Week 1: Rachel Carson, ‘The Grey Beginnings’ (from The Sea Around Us)
Week 2: Selected Sea Shanties (from Poems of the Sea ed. by J.D. McClatchy)
Week 3: Matthew Arnold, ‘Dover Beach’; Walt Whitman ‘As I Ebb’d with the Ocean of Life’; Alfred Tennyson, ‘Crossing the Bar’
Week 4: Joseph Conrad, Typhoon
Week 5: Wallace Stevens, ‘The Idea of Order at Key West’; Marianne Moore, ‘A Grave’
Week 6: Ernest Hemingway, ‘After the Storm’; Virginia Woolf, ‘The Watering Place’
Week 7: Derek Walcott, ‘The Sea is History’; Kamau Brathwaite, ‘Limbo’

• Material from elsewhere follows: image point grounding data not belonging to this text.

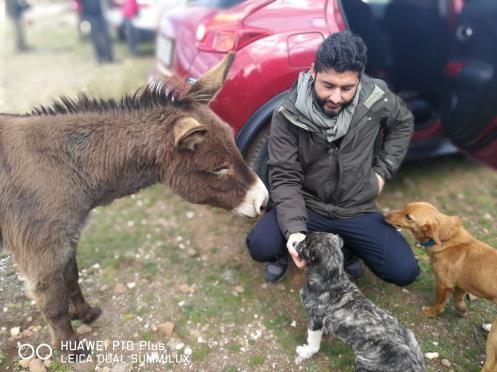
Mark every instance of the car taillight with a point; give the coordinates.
(228, 40)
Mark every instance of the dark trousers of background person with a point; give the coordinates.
(100, 38)
(384, 251)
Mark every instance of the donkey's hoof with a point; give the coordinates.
(91, 315)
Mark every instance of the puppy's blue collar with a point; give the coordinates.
(429, 243)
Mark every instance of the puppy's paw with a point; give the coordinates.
(429, 311)
(305, 351)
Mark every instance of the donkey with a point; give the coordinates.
(60, 162)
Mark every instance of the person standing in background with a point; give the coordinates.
(130, 11)
(15, 10)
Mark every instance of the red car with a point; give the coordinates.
(439, 55)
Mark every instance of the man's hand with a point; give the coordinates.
(381, 182)
(292, 242)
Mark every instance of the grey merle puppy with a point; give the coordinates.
(335, 305)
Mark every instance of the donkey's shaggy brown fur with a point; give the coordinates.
(60, 162)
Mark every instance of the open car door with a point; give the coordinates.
(470, 119)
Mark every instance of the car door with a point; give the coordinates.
(470, 118)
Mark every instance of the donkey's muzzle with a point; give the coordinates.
(255, 200)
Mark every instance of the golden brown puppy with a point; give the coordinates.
(460, 262)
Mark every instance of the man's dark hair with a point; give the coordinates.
(341, 51)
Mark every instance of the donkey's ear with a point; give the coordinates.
(207, 86)
(188, 133)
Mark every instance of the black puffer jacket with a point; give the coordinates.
(306, 171)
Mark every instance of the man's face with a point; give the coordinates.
(334, 90)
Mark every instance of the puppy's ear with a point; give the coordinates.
(432, 230)
(449, 226)
(303, 250)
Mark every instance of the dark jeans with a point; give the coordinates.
(100, 38)
(131, 36)
(384, 251)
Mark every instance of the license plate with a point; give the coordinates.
(165, 48)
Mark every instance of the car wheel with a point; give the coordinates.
(258, 155)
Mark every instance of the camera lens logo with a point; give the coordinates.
(27, 351)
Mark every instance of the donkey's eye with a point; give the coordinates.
(221, 171)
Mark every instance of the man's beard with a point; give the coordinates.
(331, 113)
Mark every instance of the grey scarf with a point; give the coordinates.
(332, 128)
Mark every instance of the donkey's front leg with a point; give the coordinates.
(50, 293)
(314, 335)
(79, 308)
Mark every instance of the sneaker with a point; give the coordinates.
(276, 271)
(352, 264)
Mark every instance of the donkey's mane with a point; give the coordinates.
(146, 97)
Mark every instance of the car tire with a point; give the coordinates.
(258, 155)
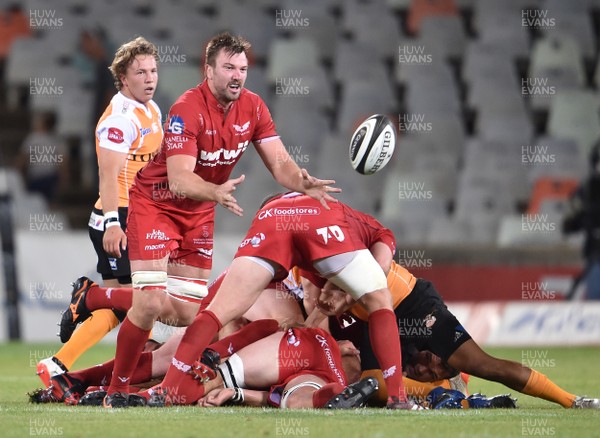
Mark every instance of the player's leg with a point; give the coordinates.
(243, 283)
(470, 358)
(359, 274)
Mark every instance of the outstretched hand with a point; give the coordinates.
(319, 189)
(225, 198)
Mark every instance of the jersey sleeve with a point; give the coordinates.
(181, 130)
(116, 133)
(265, 126)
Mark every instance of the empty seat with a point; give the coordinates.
(574, 114)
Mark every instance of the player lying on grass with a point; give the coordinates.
(295, 368)
(434, 343)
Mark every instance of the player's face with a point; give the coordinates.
(427, 367)
(226, 79)
(140, 79)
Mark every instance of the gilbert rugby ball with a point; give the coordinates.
(372, 144)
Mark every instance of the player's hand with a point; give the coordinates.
(225, 198)
(319, 189)
(216, 397)
(114, 241)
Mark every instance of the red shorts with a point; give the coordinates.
(155, 230)
(307, 351)
(295, 231)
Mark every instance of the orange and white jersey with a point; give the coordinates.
(131, 128)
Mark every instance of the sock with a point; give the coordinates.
(382, 329)
(326, 393)
(109, 298)
(245, 336)
(538, 385)
(181, 387)
(130, 342)
(87, 335)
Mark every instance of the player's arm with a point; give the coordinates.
(110, 164)
(287, 173)
(220, 396)
(184, 182)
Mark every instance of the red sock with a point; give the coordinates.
(326, 393)
(245, 336)
(130, 343)
(181, 387)
(116, 298)
(382, 330)
(98, 375)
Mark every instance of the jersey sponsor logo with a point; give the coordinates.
(254, 240)
(332, 231)
(242, 129)
(155, 247)
(292, 339)
(389, 372)
(205, 252)
(329, 356)
(113, 263)
(289, 211)
(156, 235)
(115, 135)
(176, 125)
(228, 155)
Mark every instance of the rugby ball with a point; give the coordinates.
(372, 144)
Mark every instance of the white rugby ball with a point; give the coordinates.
(372, 144)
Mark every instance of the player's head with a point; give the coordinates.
(135, 69)
(425, 366)
(226, 66)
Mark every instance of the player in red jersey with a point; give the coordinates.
(335, 244)
(173, 199)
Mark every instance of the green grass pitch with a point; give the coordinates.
(575, 369)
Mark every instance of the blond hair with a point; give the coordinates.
(127, 53)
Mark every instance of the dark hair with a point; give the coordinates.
(231, 44)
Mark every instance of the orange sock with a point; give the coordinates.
(87, 335)
(538, 385)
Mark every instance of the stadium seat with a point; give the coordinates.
(574, 114)
(420, 9)
(445, 34)
(555, 157)
(556, 52)
(550, 188)
(287, 56)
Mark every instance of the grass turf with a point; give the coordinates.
(574, 369)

Week 8: Cynan Jones, ‘Aberarth’ (from A Fiction Map of Wales)
Week 9: Robert Minhinnick, ‘Story of the Woman Who Fell’; Zoë Skoulding, ‘Llanddwyn Beach with Directions for Copenhagen’
Week 10: Kathleen Jamie, ‘Three Ways of Looking at St Kilda’ (from Sightlines)

Module Skills

Skills Type Skills details
Application of Number N/A
Communication (Written) By developing a sustained critical argument (Oral) Through group discussions and seminar presentations (not assessed)
Improving own Learning and Performance Through reflecting on how theoretical understanding can be used to improve the students’ own creative practice.
Information Technology By using word processing packages and making use of Blackboard and other e-resources to research and access course documents and other materials.
Personal Development and Career planning Through increased critical self-reflection and the development of transferable, ICT, communication and research skills.
Problem solving By evaluative analysis and critical skills
Research skills By independent and directed research for seminar preparation and work on summative assessment tasks.
Subject Specific Skills Writing skills and conceptual knowledge in key fields of creative writing and literary study.
Team work Through group work in seminars.